Yesterday afternoon, the government of Venezuela announced that the fixed exchange rate would change from 4.30 bolivars to the dollar to 6.30. The move was widely expected, even if the magnitude of the devaluation was unknown.
A number of companies across consumer staples have exposure to this event, and we attempt to provide investors some perspective based upon the prior 2010 devaluation (100% devaluation vs. nearly 50% yesterday). The exposure is two-fold – the one-time revaluation of monetary assets in the country will result in a charge, and then an ongoing flow through the income statement where any income earned in Venezuela is translated back into fewer dollars.
A look back at 2010
Back in January of 2010, the Venezuelan government announced its decision to devalue its currency and the official exchange rate went from 2.15 to 2.60 for essential goods and to 4.30 for non-essential goods – the lower rate was abolished in December that same year.
What happened and to whom?
CL - took a significant charge ($271 million, or $0.53 per share) as a hyperinflationary transition charge in 2010, as well as the impact of bolivars translating back into fewer dollars flowing through the income statement. The company also has a significant local currency asset position ($200 million as of end of year 2010).

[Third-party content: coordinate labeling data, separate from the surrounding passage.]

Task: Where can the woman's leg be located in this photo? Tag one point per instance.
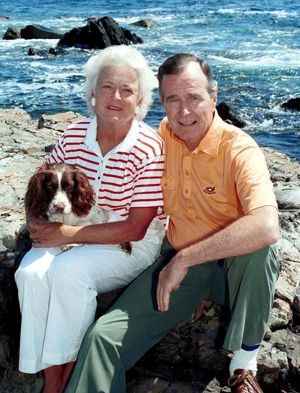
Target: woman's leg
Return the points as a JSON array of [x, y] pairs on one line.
[[133, 324], [75, 279], [33, 292]]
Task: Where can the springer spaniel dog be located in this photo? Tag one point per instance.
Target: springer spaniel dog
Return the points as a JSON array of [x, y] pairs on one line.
[[62, 193]]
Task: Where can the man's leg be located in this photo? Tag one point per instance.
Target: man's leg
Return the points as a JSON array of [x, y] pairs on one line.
[[251, 284], [120, 337]]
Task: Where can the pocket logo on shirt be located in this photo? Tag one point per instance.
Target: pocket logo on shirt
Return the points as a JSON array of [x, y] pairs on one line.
[[210, 190]]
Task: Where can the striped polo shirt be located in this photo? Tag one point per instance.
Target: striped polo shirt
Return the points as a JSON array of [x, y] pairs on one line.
[[127, 176]]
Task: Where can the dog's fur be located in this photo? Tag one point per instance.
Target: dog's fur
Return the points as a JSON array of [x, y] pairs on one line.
[[62, 193]]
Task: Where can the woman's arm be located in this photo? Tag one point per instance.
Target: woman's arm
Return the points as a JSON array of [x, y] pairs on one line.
[[52, 234]]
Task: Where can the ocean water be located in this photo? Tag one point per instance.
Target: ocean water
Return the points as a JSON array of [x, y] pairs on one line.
[[252, 46]]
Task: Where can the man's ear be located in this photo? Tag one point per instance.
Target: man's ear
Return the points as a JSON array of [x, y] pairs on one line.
[[214, 97]]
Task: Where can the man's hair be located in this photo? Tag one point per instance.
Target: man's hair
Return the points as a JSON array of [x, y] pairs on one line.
[[175, 64]]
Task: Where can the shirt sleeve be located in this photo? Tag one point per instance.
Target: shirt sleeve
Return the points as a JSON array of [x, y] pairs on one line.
[[58, 153], [253, 183], [147, 190]]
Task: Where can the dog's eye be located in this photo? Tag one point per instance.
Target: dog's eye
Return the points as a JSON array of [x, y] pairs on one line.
[[50, 186]]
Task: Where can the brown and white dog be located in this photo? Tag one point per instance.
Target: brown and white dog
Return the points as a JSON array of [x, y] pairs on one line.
[[62, 193]]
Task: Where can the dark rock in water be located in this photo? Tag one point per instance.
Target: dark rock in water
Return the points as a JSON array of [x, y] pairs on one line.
[[12, 33], [293, 103], [43, 52], [99, 33], [145, 23], [37, 31], [226, 113]]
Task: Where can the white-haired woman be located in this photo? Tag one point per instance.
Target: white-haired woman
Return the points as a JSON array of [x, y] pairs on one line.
[[123, 158]]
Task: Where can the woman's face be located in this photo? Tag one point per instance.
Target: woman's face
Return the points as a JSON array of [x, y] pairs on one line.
[[117, 96]]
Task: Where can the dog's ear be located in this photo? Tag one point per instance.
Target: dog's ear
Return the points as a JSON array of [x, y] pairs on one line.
[[83, 196], [36, 203]]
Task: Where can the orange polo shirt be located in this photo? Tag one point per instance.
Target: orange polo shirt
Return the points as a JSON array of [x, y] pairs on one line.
[[214, 185]]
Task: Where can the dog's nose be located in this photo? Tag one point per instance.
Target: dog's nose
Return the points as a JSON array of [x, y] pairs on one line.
[[59, 207]]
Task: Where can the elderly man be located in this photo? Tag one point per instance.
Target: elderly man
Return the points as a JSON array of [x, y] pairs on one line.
[[222, 223]]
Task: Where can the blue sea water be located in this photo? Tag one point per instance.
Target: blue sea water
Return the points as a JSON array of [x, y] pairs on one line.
[[252, 46]]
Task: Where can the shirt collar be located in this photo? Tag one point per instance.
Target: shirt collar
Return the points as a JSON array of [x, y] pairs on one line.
[[210, 143], [127, 143]]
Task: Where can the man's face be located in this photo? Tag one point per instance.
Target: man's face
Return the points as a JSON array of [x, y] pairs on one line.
[[188, 105]]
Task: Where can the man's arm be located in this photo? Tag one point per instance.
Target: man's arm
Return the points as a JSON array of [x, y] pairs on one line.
[[52, 234], [256, 230]]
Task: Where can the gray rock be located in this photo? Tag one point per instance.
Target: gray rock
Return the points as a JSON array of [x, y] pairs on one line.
[[288, 198], [150, 23], [39, 32]]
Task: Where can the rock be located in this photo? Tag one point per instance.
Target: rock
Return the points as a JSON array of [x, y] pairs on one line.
[[288, 198], [12, 33], [293, 103], [272, 364], [43, 52], [287, 282], [145, 23], [99, 34], [38, 32], [226, 113], [281, 314], [58, 121]]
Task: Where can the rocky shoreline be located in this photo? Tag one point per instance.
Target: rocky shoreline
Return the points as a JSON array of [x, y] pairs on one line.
[[189, 359]]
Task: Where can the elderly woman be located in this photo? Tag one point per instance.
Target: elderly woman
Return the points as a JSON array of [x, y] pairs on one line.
[[123, 158]]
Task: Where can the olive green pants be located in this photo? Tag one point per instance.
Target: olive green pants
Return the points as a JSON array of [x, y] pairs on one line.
[[120, 337]]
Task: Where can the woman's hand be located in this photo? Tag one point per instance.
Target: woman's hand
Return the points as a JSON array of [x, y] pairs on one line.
[[48, 234]]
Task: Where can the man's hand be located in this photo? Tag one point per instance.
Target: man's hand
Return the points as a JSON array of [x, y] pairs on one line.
[[169, 280], [46, 234]]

ENR - took a $0.20 per share charge ($0.03 in ’11) for the devaluation, on an earnings base of $5.60. The combination of the devaluation and economic conditions in Venezuela resulted in a $23.3 million reduction in net sales in ’11, on a base of approximately $4.25 billion.
AVP - took a $81.0 million charge to EBIT in ’10 (on a base of $705.5 million) as well as a $46.1 million charge in “Other expense, net”. Venezuela represents approximately 5% of AVP’s revenue and 8% of operating profit (first nine months of ’12). Further, AVP had $223 million in cash balances denominated in bolivars (total cash on the balance sheet as of September 30, 2012 was $1,095.5 million).

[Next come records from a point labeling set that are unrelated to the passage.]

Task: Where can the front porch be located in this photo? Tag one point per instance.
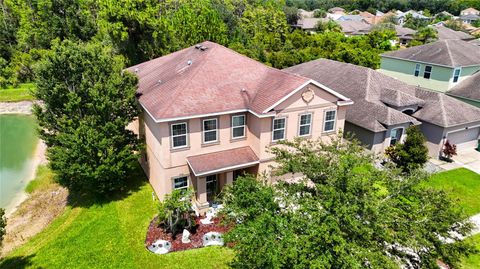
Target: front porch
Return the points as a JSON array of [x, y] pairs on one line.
[[213, 171]]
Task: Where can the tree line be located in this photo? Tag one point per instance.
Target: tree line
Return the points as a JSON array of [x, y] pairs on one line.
[[142, 30]]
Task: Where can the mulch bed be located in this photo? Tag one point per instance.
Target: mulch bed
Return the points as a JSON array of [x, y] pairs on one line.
[[156, 232]]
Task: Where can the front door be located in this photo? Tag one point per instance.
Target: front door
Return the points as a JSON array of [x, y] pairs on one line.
[[212, 187]]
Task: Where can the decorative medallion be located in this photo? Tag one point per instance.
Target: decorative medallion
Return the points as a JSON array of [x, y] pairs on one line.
[[308, 95]]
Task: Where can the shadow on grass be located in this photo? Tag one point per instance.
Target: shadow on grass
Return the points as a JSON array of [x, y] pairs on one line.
[[136, 179], [16, 262]]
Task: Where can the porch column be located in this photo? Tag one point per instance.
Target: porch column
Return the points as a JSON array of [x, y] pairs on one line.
[[202, 192], [229, 178]]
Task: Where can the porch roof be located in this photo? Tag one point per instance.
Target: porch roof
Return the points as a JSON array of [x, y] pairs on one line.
[[221, 161]]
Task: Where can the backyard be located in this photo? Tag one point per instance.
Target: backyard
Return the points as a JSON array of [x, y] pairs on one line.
[[107, 235], [464, 186]]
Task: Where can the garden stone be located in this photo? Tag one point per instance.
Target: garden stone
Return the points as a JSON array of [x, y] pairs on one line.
[[185, 237]]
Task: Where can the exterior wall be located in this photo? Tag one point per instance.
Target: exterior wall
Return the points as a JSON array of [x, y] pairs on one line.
[[441, 77], [164, 163]]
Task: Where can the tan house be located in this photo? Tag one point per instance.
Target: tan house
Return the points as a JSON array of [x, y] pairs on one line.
[[210, 113]]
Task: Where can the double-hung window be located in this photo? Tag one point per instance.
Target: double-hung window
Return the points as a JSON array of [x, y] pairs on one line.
[[428, 72], [210, 130], [238, 126], [456, 74], [179, 135], [329, 120], [395, 136], [417, 70], [278, 132], [305, 125], [180, 183]]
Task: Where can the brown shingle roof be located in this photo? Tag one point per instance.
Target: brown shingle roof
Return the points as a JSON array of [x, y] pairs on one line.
[[447, 33], [373, 93], [452, 53], [193, 82], [222, 160], [468, 88]]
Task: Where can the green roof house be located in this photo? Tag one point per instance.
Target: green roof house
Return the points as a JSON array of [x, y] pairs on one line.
[[438, 66]]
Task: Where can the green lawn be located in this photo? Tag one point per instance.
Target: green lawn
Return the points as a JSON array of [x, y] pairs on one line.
[[462, 185], [21, 93], [109, 235]]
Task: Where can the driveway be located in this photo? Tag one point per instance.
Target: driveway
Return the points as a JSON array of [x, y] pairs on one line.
[[469, 158]]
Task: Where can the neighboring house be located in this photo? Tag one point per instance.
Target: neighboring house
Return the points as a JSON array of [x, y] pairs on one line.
[[437, 66], [337, 10], [209, 114], [354, 27], [404, 34], [469, 11], [469, 18], [468, 90], [445, 33], [384, 107]]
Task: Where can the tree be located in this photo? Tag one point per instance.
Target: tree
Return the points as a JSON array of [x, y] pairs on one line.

KMB - took a $96 million charge in Q1 2010, net investment (as of year-end 2010) was $175 million. Venezuela represented 1% of net revenues and 1% of EBIT.
GIS – (from 2010 10K) - “During fiscal 2010, Venezuela became a highly inflationary economy, which did not have a material impact on our results in fiscal 2011 or 2010.
K – (from 2010 10K) – “Venezuela represents only 1-2% of our business; therefore, any ongoing impact is expected to be immaterial.”
HNZ – (from 2010 10K) – net asset position of $81 million (subsequent to the 2010 devaluation) –“While our future operating results in Venezuela will be negatively impacted by the currency devaluation, we plan to take actions to help mitigate these efforts. Accordingly, we do not expect the devaluation to have a material impact on our operating results going forward.”
KO – (from 2010 10K) – “During the first quarter of 2010 we recorded a loss of $103 million related to the remeasurement of our Venezuelan subsidiary’s net assets.” As of December 31, 2011, the company’s Venezuelan subsidiary held monetary assets of $300 million.
PEP – (from 2010 10K) - “In 2010, our operations in Venezuela comprised 4% of our cash and cash equivalents balance and generated less than 1% of our net revenue”.
MJN – very small business there resulted in an $8.5 million loss over the initial balance sheet remeasurement.
In order to assess how the stocks might trade, we took a look at the absolute and relative performance of the names mentioned above versus the S&P 500 and the XLP Consumer Staples Index for the month before the devaluation (December 2009), the week before (devaluation occurred on January 8, 2010), the three weeks following (until February 1, 2010) and then the next month (from February 1 to March 1). Both the prior month and week before saw meaningful underperformance versus the S&P, that was substantially made up (on average) in the three weeks following.
It appears to us that the setup is a little different coming into this event, as the names mentioned above outperformed the S&P 500 by an average of 2.0% over the last month. Also recognize that the magnitude of the devaluation is substantially less than 2010.
Bottom line for us is that the companies with significant exposure (AVP, CL, PEP, and KO) may see some very, very modest EPS weakness and almost certainly more significant one-time charges as a result of this event.
For those folks in the Northeast - happy and safe shoveling!